How come when I dl a wallpaper and try and set it I can only crop a section of the dl wallpaper for the actually wallpaper on my phone? They should be the right size to begin with when I dl them, so that shouldn't be the problem. Anyone know how to "fit to screen" so the whole pic ends up as the wallpaper instead of just cropping part of it?

Sent from my thunderbolt using my f***King thumbs


----------



## Nefariouss (Jul 16, 2011)

I know on Gingeritis3D the wallpaper doesn't scroll as my homescreens do. Because of this I can only choose a portion of the wallpaper. My guess is the same thing for you.


----------



## sonami (Jul 16, 2011)

"Nefariouss said:


> I know on Gingeritis3D the wallpaper doesn't scroll as my homescreens do. Because of this I can only choose a portion of the wallpaper. My guess is the same thing for you.


Yea I'm on gingeritis 3d beta 6. Any way to change this you know?
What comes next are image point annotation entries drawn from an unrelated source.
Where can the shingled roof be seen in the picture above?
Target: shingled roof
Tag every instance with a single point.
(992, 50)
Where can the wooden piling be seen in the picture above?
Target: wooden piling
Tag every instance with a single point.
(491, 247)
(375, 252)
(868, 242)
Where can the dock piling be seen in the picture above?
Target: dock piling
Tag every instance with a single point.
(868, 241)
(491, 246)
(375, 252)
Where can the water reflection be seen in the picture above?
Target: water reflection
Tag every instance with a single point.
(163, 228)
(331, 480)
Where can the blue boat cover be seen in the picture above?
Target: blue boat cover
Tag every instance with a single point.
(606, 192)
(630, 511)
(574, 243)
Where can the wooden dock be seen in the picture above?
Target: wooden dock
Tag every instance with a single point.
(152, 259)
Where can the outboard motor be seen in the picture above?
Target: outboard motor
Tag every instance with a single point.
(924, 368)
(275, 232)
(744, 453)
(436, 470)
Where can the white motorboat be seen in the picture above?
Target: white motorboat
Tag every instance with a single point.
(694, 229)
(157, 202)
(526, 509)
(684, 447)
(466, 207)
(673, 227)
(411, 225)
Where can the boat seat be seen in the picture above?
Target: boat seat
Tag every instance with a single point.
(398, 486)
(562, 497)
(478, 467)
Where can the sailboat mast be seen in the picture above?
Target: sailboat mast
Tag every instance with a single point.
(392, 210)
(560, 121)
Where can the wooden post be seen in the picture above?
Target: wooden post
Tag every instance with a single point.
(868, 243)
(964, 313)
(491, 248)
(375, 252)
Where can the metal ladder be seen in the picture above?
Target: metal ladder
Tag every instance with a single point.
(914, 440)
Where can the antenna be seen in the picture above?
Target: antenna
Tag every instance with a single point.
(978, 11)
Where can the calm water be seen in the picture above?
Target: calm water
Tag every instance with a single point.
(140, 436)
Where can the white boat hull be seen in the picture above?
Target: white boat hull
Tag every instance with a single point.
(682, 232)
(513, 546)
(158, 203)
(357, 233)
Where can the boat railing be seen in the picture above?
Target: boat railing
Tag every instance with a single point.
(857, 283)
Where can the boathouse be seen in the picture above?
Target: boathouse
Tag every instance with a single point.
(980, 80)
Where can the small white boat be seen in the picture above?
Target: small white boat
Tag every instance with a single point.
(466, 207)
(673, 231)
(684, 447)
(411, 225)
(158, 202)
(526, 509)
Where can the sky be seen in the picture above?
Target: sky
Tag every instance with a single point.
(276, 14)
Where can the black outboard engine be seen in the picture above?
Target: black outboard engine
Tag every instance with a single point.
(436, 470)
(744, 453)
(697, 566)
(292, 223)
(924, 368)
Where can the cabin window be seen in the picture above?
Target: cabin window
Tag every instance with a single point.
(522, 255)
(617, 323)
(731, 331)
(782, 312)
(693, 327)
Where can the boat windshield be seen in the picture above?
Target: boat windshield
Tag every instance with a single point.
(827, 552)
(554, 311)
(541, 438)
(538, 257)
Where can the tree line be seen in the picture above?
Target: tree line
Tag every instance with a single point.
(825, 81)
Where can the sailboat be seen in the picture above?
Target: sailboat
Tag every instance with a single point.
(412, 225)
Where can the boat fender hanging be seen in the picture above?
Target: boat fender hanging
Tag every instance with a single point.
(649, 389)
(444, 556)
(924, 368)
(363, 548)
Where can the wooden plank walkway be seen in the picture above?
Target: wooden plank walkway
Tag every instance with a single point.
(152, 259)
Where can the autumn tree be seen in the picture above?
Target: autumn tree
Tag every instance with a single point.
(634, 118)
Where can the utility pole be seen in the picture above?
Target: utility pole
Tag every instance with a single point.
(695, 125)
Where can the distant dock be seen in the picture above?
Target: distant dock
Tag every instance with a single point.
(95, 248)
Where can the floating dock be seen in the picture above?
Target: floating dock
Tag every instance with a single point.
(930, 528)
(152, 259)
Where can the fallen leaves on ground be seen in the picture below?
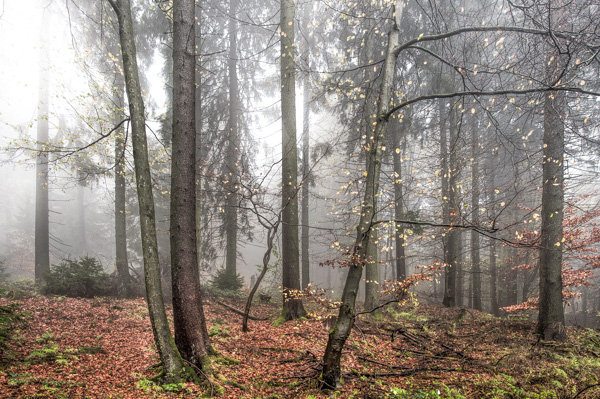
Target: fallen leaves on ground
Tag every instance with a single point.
(103, 348)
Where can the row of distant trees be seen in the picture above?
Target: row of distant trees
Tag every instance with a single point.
(464, 126)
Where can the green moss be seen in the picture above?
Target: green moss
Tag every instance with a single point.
(279, 321)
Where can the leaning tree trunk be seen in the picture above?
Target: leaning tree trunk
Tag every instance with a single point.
(341, 331)
(122, 264)
(188, 312)
(397, 154)
(292, 303)
(551, 318)
(172, 363)
(371, 264)
(42, 223)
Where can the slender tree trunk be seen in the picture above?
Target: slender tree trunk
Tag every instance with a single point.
(493, 255)
(551, 319)
(475, 255)
(198, 114)
(292, 304)
(171, 360)
(305, 184)
(460, 272)
(231, 208)
(188, 312)
(339, 334)
(372, 261)
(122, 264)
(42, 222)
(81, 241)
(452, 198)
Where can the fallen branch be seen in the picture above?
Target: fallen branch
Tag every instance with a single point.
(241, 313)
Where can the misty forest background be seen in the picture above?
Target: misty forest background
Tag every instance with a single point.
(349, 154)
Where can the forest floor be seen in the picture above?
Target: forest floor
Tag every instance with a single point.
(103, 348)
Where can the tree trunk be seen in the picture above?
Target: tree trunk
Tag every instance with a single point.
(305, 183)
(551, 318)
(292, 303)
(232, 154)
(397, 154)
(188, 312)
(198, 114)
(340, 332)
(81, 241)
(493, 255)
(475, 256)
(171, 360)
(42, 222)
(452, 198)
(122, 264)
(370, 116)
Sent from my thunderbolt using my f***King thumbs


----------



## Nefariouss (Jul 16, 2011)

No way to do it as far as I know.


----------



## Ricky Babalu (Jul 23, 2011)

I got tired of using photoshop to fix my wallpapers. Now I use an app called "Wizardrii" in the market, it does the work for you.


----------



## sonami (Jul 16, 2011)

"Ricky Babalu said:


> I got tired of using photoshop to fix my wallpapers. Now I use an app called "Wizardrii" in the market, it does the work for you.


Word, ill check it out

Sent from my thunderbolt using my f***King thumbs


----------



## sonami (Jul 16, 2011)

Whh, doesn't really work any different. Crop scrolling is the closest the stretch tovfit as you can get, but it still crops part and blows it up, I want to be able to resize the photos to future the screen the way it should do. I guess ill have to Photoshop them

Sent from my thunderbolt using my f***King thumbs


----------



## JsinLegacy (Jun 7, 2011)

Nefariouss said:


> I know on Gingeritis3D the wallpaper doesn't scroll as my homescreens do. Because of this I can only choose a portion of the wallpaper. My guess is the same thing for you.


do they have ADW Launcher as their main launcher... if so go into ADW settings > General Behavior > Animations & Effects > check Wallpaper Scrolling


----------



## Nefariouss (Jul 16, 2011)

JsinLegacy said:


> do they have ADW Launcher as their main launcher... if so go into ADW settings > General Behavior > Animations & Effects > check Wallpaper Scrolling


It's a sense based rom. So ADW isn't on there by default.


----------